Bertrand Henne – On va commencer par vous, Paul Jorion : est-ce que pour vous l’Italie aurait intérêt à sortir de la zone euro ? Ce débat existe en Italie. Il existe d’ailleurs ailleurs en Europe mais enfin en Italie c’est vraiment une question importante. Quel regard portez-vous là-dessus ?
Paul Jorion – Mon regard, c’est qu’il faut prendre les choses autrement. Il faut penser, il faut se demander pourquoi l’euro a tant de problèmes et essayer de réparer l’euro parce que le problème en fait il est là. On tombe à tout moment dans des querelles, de savoir si c’est les immigrés qui ont fait ceci ou ça, ou si c’est plutôt les Allemands ou c’est plutôt les Italiens. Nous avons fait un système, une monnaie, et cette monnaie n’a jamais été achevée, on ne l’a jamais complétée et on a un système qui est plus ou moins bringuebalant depuis qu’il a commencé. On n’a jamais essayé de terminer cette affaire et les gens commencent à s’énerver. Ils commencent à s’énerver parce qu’on manque des mécanismes qui permettraient de rétablir des équilibres. Par exemple, le système TARGET2 qui est une espèce de copie du système Interdistrict aux Etats-Unis…
Bertrand Henne – (interrompt) Pour nous, c’est un peu compliqué à comprendre …
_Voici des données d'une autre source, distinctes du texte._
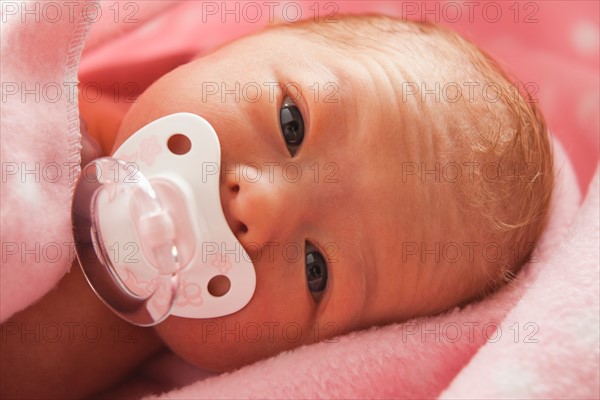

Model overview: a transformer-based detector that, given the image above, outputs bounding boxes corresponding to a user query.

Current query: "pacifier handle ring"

[71,157,180,326]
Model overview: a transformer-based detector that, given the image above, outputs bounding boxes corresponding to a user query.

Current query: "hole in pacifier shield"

[208,275,231,297]
[167,133,192,156]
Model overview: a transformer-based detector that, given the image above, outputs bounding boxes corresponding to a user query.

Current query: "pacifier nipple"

[72,113,256,326]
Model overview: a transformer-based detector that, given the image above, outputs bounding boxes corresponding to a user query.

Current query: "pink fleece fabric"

[0,2,88,321]
[0,1,600,399]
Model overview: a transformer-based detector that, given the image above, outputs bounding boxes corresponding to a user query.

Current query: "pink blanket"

[0,2,600,399]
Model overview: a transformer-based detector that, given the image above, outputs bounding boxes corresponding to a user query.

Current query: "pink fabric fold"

[0,1,89,321]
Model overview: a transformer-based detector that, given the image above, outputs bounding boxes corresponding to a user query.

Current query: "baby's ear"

[80,119,106,168]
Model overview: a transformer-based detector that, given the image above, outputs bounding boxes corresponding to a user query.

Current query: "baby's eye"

[279,96,304,157]
[305,242,327,301]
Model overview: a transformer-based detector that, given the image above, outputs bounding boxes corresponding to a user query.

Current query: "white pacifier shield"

[97,113,256,318]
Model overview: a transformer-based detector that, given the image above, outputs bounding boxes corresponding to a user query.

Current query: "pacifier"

[72,113,256,326]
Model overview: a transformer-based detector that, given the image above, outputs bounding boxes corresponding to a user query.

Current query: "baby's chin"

[154,317,283,373]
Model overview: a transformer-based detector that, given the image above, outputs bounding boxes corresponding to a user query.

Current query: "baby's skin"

[2,14,547,395]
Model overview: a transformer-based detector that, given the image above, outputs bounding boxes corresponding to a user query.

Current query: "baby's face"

[115,26,472,370]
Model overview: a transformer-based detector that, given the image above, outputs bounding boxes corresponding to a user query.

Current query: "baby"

[2,16,553,395]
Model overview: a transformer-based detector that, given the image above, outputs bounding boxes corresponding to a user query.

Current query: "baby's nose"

[220,164,302,248]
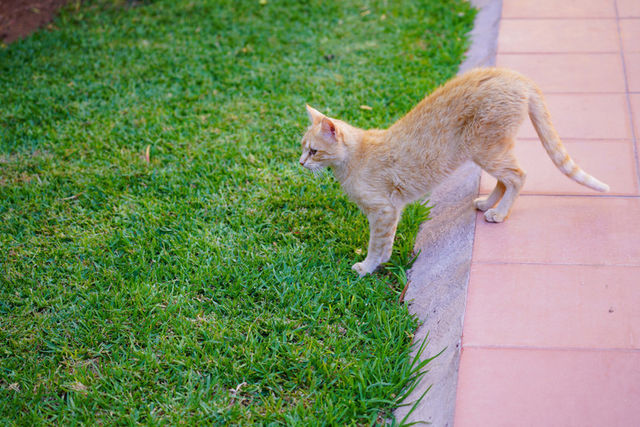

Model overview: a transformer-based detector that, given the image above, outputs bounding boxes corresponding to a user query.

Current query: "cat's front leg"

[351,205,400,277]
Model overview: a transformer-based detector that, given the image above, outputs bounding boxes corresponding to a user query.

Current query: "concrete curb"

[395,0,502,427]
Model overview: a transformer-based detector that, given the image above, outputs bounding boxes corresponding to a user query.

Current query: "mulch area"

[0,0,69,44]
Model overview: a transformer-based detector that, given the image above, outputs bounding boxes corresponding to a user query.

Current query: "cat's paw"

[484,209,507,222]
[351,262,375,277]
[473,197,492,212]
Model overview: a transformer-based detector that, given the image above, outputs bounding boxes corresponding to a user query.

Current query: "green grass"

[0,0,474,425]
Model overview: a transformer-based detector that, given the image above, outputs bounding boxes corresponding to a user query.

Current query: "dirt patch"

[0,0,70,44]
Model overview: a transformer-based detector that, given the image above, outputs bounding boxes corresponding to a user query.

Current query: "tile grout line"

[464,344,640,354]
[498,50,619,55]
[613,0,640,188]
[502,16,618,21]
[475,261,640,268]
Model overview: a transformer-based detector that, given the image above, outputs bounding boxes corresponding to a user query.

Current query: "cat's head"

[300,105,351,172]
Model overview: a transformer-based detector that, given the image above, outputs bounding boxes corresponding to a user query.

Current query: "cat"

[300,68,609,277]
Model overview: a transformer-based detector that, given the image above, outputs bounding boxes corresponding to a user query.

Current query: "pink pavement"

[455,0,640,427]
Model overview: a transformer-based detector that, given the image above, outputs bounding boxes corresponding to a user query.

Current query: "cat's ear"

[320,117,338,142]
[307,104,324,124]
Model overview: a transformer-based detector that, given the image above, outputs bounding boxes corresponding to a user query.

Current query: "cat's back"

[432,68,533,105]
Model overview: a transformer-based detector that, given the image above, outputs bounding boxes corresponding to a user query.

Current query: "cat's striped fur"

[300,68,609,275]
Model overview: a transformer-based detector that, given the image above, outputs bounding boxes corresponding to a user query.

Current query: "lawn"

[0,0,474,425]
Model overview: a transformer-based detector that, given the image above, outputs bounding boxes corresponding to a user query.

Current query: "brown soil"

[0,0,69,43]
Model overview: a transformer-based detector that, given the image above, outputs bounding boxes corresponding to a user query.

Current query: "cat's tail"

[529,88,609,192]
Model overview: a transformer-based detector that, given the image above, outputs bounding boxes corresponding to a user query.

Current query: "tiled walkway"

[455,0,640,427]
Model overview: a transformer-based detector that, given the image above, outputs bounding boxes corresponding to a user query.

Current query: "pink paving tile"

[462,264,640,349]
[473,195,640,266]
[502,0,616,18]
[620,18,640,52]
[616,0,640,18]
[498,19,619,53]
[624,52,640,92]
[518,93,632,139]
[629,93,640,136]
[480,140,640,195]
[497,53,625,93]
[454,348,640,427]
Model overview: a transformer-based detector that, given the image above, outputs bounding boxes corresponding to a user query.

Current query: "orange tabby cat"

[300,68,609,276]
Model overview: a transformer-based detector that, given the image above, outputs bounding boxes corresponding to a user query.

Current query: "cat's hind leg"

[473,181,506,212]
[475,148,526,222]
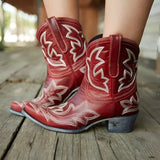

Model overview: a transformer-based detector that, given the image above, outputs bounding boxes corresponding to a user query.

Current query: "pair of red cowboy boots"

[10,17,139,133]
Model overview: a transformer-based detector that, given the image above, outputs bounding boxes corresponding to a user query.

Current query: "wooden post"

[156,36,160,75]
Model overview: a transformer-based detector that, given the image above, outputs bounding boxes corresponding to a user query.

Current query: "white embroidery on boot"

[43,101,100,127]
[86,47,109,93]
[62,24,86,62]
[120,93,138,115]
[29,80,68,112]
[118,48,137,92]
[40,31,66,66]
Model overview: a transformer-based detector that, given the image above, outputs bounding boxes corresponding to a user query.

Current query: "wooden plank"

[5,119,58,160]
[139,86,160,124]
[0,83,41,159]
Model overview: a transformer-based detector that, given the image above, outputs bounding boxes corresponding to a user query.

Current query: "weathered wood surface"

[0,48,160,160]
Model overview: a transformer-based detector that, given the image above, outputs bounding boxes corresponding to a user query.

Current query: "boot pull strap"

[47,17,67,53]
[109,35,122,78]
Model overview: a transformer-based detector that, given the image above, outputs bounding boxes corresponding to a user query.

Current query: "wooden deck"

[0,47,160,160]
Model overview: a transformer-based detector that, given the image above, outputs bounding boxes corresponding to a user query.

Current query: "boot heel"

[106,113,138,133]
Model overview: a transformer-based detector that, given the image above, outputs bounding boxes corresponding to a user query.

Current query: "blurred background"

[0,0,160,75]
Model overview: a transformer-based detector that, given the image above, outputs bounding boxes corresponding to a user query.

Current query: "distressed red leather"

[11,17,87,115]
[24,35,139,131]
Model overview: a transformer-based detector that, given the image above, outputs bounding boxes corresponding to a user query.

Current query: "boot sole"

[22,108,138,134]
[9,87,79,117]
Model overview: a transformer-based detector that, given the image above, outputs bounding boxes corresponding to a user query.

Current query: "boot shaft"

[86,35,139,98]
[37,17,87,72]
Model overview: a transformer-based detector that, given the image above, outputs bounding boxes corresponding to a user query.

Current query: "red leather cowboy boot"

[10,17,86,116]
[22,35,139,133]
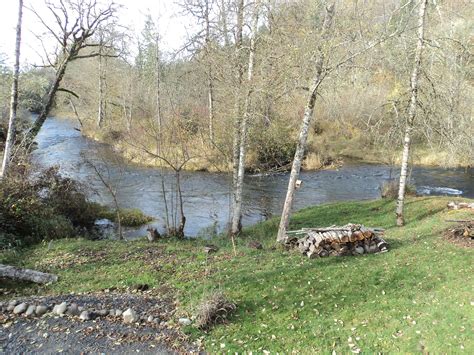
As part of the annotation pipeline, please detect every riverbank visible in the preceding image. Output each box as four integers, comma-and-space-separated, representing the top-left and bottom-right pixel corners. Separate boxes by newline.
0, 197, 474, 353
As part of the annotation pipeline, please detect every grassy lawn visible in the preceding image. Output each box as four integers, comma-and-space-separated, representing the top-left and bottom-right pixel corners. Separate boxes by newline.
0, 198, 474, 353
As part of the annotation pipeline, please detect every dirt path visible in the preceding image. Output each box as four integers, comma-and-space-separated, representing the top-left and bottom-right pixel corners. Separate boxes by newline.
0, 294, 197, 354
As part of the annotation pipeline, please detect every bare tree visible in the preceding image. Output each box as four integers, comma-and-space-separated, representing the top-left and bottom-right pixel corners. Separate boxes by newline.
25, 0, 117, 146
0, 0, 23, 179
396, 0, 428, 226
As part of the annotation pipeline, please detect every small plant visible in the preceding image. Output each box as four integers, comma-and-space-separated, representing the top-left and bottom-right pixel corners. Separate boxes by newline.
380, 180, 416, 199
196, 291, 237, 329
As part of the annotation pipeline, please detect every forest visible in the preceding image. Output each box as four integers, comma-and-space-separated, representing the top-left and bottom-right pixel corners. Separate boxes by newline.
0, 0, 474, 353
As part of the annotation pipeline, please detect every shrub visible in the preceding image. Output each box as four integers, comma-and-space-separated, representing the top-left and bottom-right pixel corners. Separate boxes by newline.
380, 180, 416, 199
0, 166, 96, 248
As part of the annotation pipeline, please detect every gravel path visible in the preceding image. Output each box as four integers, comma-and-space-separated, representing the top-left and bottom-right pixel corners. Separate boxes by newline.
0, 294, 198, 354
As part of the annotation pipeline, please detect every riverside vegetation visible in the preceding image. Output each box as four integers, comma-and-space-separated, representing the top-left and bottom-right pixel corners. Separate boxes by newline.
0, 197, 474, 353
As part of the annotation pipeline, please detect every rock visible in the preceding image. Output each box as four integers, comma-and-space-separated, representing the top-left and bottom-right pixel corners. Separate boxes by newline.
95, 309, 109, 317
122, 308, 139, 323
25, 304, 36, 317
178, 318, 192, 325
35, 304, 48, 317
67, 303, 81, 316
53, 302, 67, 316
204, 244, 219, 254
79, 311, 91, 320
248, 240, 263, 249
13, 302, 28, 314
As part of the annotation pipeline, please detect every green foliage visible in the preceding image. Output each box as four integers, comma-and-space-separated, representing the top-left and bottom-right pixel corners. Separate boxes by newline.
251, 123, 296, 171
95, 204, 153, 227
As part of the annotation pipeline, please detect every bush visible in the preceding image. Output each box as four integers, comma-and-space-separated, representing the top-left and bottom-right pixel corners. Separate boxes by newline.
196, 291, 237, 329
95, 204, 153, 227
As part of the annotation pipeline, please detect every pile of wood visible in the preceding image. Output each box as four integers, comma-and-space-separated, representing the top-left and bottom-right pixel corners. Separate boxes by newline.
448, 201, 474, 210
287, 224, 388, 258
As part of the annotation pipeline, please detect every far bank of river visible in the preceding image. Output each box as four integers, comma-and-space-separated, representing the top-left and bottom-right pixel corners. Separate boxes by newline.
34, 117, 474, 236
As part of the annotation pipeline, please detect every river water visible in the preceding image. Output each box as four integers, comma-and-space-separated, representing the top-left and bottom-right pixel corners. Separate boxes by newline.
34, 117, 474, 237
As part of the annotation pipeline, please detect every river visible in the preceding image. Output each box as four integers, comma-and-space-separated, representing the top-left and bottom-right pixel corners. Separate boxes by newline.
33, 117, 474, 237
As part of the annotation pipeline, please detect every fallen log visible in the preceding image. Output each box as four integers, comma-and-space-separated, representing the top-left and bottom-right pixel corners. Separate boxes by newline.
0, 264, 58, 284
448, 201, 474, 210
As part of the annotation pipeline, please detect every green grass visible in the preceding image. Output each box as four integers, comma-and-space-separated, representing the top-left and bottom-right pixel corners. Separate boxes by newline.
0, 198, 474, 353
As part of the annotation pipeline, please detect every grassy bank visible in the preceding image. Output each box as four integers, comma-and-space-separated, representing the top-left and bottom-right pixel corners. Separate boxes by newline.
0, 197, 474, 353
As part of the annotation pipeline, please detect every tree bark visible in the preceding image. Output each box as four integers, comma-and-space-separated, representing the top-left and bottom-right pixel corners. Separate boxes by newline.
97, 41, 106, 128
277, 4, 335, 242
396, 0, 428, 226
0, 264, 58, 284
231, 0, 260, 235
0, 0, 23, 179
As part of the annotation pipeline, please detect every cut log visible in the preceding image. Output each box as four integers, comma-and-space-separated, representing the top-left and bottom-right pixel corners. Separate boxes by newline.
0, 264, 58, 284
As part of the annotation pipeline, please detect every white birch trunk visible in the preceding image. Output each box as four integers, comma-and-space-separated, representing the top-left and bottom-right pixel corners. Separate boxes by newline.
277, 4, 334, 242
0, 0, 23, 179
231, 0, 260, 235
396, 0, 428, 226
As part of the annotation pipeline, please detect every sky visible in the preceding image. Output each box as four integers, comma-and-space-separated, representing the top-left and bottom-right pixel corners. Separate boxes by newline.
0, 0, 190, 65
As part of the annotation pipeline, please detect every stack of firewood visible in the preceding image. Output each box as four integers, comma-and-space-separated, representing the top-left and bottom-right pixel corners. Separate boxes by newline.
287, 224, 388, 258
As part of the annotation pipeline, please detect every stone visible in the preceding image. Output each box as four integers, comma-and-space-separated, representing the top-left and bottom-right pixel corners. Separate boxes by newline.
95, 309, 109, 317
79, 311, 91, 320
13, 302, 28, 314
122, 308, 139, 323
53, 302, 67, 316
204, 244, 219, 254
35, 304, 48, 317
25, 304, 36, 317
66, 303, 81, 317
178, 318, 192, 325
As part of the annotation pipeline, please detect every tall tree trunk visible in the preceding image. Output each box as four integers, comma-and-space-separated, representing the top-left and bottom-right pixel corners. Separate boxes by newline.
230, 0, 244, 234
204, 0, 214, 145
97, 44, 106, 128
277, 4, 335, 242
231, 0, 260, 235
396, 0, 428, 226
0, 0, 23, 179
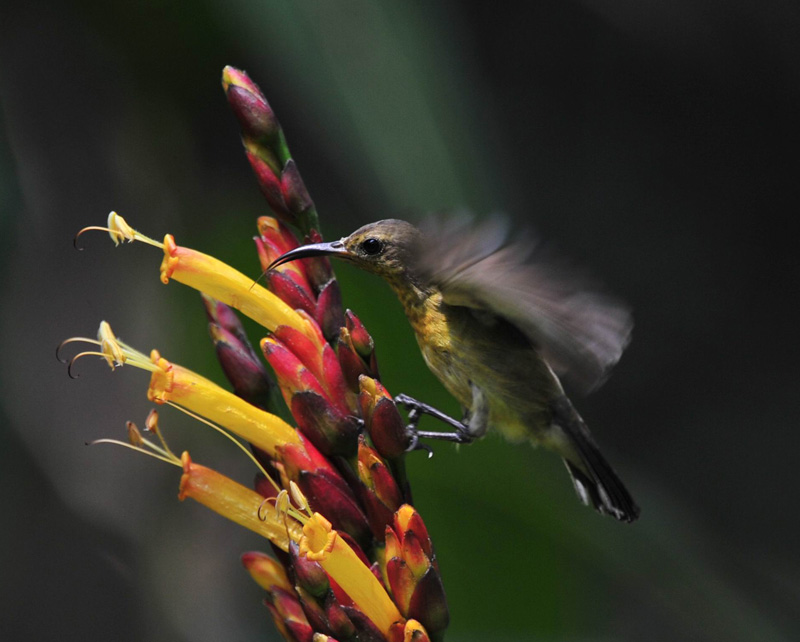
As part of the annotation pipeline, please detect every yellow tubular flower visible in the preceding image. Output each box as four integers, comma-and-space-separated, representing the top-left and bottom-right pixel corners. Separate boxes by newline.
161, 234, 322, 350
178, 452, 302, 552
300, 513, 403, 636
147, 350, 301, 457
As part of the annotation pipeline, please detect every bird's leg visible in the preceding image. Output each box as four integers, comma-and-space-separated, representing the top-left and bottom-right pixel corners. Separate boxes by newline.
394, 386, 482, 450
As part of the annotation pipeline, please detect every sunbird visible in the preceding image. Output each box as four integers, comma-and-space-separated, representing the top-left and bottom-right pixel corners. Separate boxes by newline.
268, 218, 639, 522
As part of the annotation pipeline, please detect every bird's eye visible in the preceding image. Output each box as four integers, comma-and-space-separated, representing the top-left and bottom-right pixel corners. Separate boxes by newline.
361, 238, 383, 256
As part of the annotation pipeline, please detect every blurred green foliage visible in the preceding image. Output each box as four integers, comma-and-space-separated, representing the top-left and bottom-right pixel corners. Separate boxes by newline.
0, 0, 800, 640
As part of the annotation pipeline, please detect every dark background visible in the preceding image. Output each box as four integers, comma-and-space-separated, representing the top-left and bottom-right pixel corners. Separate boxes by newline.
0, 0, 800, 641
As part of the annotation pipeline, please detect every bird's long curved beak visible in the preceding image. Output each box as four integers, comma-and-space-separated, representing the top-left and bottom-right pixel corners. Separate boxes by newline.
266, 241, 348, 272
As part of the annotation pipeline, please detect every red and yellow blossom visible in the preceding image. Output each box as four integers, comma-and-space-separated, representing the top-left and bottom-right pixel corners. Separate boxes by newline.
59, 67, 448, 642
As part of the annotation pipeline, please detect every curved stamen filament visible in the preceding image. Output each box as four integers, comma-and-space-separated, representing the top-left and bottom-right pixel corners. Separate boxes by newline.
72, 212, 164, 251
162, 401, 281, 493
89, 439, 183, 468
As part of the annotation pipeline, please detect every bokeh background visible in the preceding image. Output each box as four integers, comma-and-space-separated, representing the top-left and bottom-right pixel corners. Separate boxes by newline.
0, 0, 800, 642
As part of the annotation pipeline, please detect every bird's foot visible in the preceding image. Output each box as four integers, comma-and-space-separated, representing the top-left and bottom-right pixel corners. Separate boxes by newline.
394, 394, 475, 450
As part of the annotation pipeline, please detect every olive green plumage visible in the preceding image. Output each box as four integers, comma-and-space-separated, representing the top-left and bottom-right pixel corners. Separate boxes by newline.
276, 218, 639, 522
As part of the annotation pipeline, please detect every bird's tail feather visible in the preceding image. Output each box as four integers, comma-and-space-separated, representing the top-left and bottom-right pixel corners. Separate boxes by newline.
557, 400, 639, 522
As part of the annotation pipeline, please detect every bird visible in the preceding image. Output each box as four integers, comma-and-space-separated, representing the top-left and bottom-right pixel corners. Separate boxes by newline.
267, 216, 639, 522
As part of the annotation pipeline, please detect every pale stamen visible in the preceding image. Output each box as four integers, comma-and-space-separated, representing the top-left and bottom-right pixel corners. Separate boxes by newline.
72, 212, 164, 251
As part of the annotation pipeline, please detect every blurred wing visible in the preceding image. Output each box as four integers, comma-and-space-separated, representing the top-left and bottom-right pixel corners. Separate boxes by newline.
416, 218, 633, 391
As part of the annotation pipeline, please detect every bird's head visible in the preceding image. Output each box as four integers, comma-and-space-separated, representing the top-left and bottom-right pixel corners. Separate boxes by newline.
267, 219, 420, 281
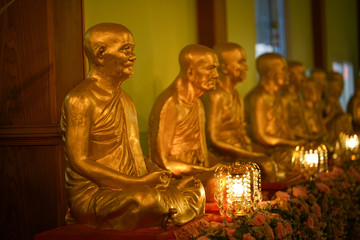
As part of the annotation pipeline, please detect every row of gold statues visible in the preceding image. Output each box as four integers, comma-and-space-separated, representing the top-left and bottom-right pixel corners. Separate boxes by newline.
61, 23, 360, 230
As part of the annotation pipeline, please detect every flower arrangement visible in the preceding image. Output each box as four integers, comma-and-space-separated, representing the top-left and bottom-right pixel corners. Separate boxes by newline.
195, 161, 360, 240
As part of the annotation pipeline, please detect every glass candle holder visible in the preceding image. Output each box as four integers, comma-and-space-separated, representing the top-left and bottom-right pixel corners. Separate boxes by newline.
339, 133, 359, 161
215, 162, 262, 218
293, 144, 328, 177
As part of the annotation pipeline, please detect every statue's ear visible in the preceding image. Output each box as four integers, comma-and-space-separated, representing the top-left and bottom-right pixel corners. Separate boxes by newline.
95, 46, 106, 65
186, 67, 194, 82
220, 63, 229, 75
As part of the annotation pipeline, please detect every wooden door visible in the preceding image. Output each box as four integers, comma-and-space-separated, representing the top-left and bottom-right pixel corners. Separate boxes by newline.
0, 0, 84, 239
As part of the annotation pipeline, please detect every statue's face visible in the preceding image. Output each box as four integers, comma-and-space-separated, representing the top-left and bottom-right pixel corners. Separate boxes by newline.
302, 82, 321, 103
223, 49, 248, 83
272, 59, 289, 88
290, 66, 306, 89
103, 31, 136, 80
192, 53, 219, 92
311, 72, 327, 93
329, 78, 344, 99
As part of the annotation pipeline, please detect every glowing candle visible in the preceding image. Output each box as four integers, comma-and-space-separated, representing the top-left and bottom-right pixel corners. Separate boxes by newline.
345, 134, 359, 150
304, 149, 319, 166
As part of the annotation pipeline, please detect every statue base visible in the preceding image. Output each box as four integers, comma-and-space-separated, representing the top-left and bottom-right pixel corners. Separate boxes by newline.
34, 214, 213, 240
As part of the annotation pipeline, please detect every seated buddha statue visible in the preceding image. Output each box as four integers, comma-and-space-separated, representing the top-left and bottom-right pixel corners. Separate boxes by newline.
203, 43, 276, 182
301, 79, 327, 140
324, 72, 353, 145
149, 44, 219, 201
61, 23, 205, 230
245, 53, 301, 181
281, 61, 321, 141
347, 77, 360, 133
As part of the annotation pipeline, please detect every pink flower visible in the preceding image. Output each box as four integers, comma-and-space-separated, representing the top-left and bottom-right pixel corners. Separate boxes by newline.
330, 167, 344, 177
307, 217, 314, 229
275, 191, 290, 201
265, 226, 275, 239
316, 172, 329, 182
293, 186, 307, 199
275, 222, 286, 239
225, 228, 236, 238
210, 222, 225, 230
254, 212, 266, 226
284, 222, 292, 234
316, 182, 330, 193
197, 236, 211, 240
269, 213, 283, 220
258, 201, 275, 208
348, 166, 360, 182
342, 181, 350, 189
243, 233, 255, 240
311, 203, 321, 217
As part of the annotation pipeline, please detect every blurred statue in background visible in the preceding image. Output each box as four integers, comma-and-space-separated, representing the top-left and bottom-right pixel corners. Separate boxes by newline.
309, 68, 328, 102
245, 53, 300, 181
203, 43, 276, 182
324, 72, 353, 145
347, 77, 360, 133
61, 23, 205, 230
281, 61, 318, 140
149, 44, 219, 200
301, 79, 326, 141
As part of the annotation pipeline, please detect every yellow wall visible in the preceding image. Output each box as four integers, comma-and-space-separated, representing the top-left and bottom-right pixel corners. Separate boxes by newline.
226, 0, 257, 97
84, 0, 197, 155
325, 0, 360, 74
285, 0, 314, 69
84, 0, 359, 155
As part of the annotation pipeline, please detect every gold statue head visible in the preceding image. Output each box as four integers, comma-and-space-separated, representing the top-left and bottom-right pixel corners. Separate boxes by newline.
301, 79, 321, 104
287, 61, 306, 90
309, 68, 327, 94
84, 23, 136, 81
328, 72, 344, 99
256, 53, 289, 88
213, 43, 249, 84
179, 44, 219, 92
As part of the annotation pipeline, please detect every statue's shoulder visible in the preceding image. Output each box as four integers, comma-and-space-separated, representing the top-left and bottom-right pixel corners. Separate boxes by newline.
154, 85, 180, 111
64, 79, 95, 111
208, 85, 228, 100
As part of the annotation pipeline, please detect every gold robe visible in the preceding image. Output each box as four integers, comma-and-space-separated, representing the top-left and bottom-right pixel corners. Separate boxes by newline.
61, 86, 205, 230
149, 82, 208, 169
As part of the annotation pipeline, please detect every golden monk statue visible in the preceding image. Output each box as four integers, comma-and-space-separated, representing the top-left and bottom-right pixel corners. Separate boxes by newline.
203, 43, 276, 182
61, 23, 205, 230
301, 79, 327, 141
245, 53, 300, 181
281, 61, 321, 141
347, 77, 360, 133
324, 72, 353, 145
149, 44, 219, 201
309, 68, 328, 101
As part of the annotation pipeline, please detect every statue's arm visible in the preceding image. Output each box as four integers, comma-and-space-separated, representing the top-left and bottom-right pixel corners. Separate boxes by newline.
65, 94, 169, 189
351, 98, 360, 124
151, 101, 214, 176
251, 96, 299, 146
206, 94, 264, 157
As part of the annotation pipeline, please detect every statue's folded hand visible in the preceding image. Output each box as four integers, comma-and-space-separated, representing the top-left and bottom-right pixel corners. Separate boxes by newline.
141, 171, 171, 188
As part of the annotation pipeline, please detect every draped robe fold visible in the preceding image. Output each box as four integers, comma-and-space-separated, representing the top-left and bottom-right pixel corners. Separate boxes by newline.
61, 85, 205, 230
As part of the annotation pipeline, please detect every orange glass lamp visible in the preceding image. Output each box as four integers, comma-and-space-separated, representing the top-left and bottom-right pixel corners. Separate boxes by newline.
339, 133, 359, 161
295, 144, 328, 177
215, 162, 262, 218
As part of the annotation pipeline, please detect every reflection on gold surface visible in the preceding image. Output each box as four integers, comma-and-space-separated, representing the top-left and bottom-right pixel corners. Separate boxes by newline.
245, 53, 300, 180
149, 44, 219, 200
203, 43, 276, 182
61, 23, 205, 230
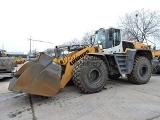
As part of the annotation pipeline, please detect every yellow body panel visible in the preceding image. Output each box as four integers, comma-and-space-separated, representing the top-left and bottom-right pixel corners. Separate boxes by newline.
53, 46, 101, 88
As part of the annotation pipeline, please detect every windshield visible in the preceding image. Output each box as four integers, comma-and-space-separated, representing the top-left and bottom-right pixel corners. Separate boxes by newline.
94, 29, 121, 49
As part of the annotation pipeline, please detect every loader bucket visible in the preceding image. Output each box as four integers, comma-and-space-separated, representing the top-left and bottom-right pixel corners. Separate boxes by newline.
8, 53, 61, 97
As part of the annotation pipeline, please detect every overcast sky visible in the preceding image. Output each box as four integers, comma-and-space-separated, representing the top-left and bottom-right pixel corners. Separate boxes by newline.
0, 0, 160, 52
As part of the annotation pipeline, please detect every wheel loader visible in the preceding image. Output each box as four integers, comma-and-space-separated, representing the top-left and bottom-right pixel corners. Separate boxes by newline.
122, 40, 160, 74
8, 28, 152, 97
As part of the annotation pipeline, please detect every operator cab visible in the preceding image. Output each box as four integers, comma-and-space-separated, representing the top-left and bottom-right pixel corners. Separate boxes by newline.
94, 28, 123, 54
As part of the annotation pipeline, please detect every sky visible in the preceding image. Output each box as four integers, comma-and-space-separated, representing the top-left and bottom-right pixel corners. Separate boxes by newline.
0, 0, 160, 53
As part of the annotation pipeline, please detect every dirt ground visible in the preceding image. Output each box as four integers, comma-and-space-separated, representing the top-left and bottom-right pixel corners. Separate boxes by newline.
0, 75, 160, 120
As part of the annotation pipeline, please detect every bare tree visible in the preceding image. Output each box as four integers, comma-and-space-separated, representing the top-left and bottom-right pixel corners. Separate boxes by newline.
120, 9, 160, 42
… mais aux États-Unis on rétablit les équilibres de temps en temps. Ici, on a un truc qui ne marche qu’à moitié.
[…]
On a un système monétaire qui est copié plus ou moins sur les États-Unis mais des tas de morceaux essentiels manquent, comme la possibilité de rééquilibrer, comme le fait qu’il pourrait y avoir une dette commune, et qui empêcherait qu’il y ait ce système de spread, un calcul qui montre que certains vont mal et que les autres vont bien, mais qui est une espèce de baromètre d’un système qui ne marche pas. Alors, de temps en temps on regarde le baromètre, on dit : « Oh là là, c’est mauvais ! ». Parfois on dit : « Oui, c’est au beau fixe ! », mais on n’essaie pas d’en faire le système d’une véritable monnaie.
BH – D’accord. Réparer l’euro, c’est aussi la thèse que défendait Paolo Savona, ce ministre de l’économie qui a été refusé par le président italien. Vous êtes un peu sur sa ligne, on pourrait le dire comme ça, Paul Jorion ?
PJ – C’est-à-dire, ce n’est pas un amateur, c’est un Monsieur qui est véritablement un financier, c’est quelqu’un qui connaît très très bien la technique. Alors, je le critique quand il dit : « C’est plutôt les Allemands, ceci ou cela ». Non, c’est un système qu’on n’a pas terminé. Il faut le terminer, c’est ça la solution et pas continuer à s’interroger : est-ce que les Italiens vont faire ceci et qu’on doit avoir très peur, que le Président Mattarella en Italie dise : « Attention, les petits épargnants, si on fait ce que les gens en fait demandent à l’intérieur du pays » … Non, ce système va s’écrouler si on ne fait rien pour le réparer ! C’est un immeuble dans lequel on ne s’occupe plus de l’ascenseur, on ne s’occupe plus de réparer les serrures aux portes et on s’inquiète du coup que les gens ne soient pas contents. Bien sûr que les gens ne seront pas contents !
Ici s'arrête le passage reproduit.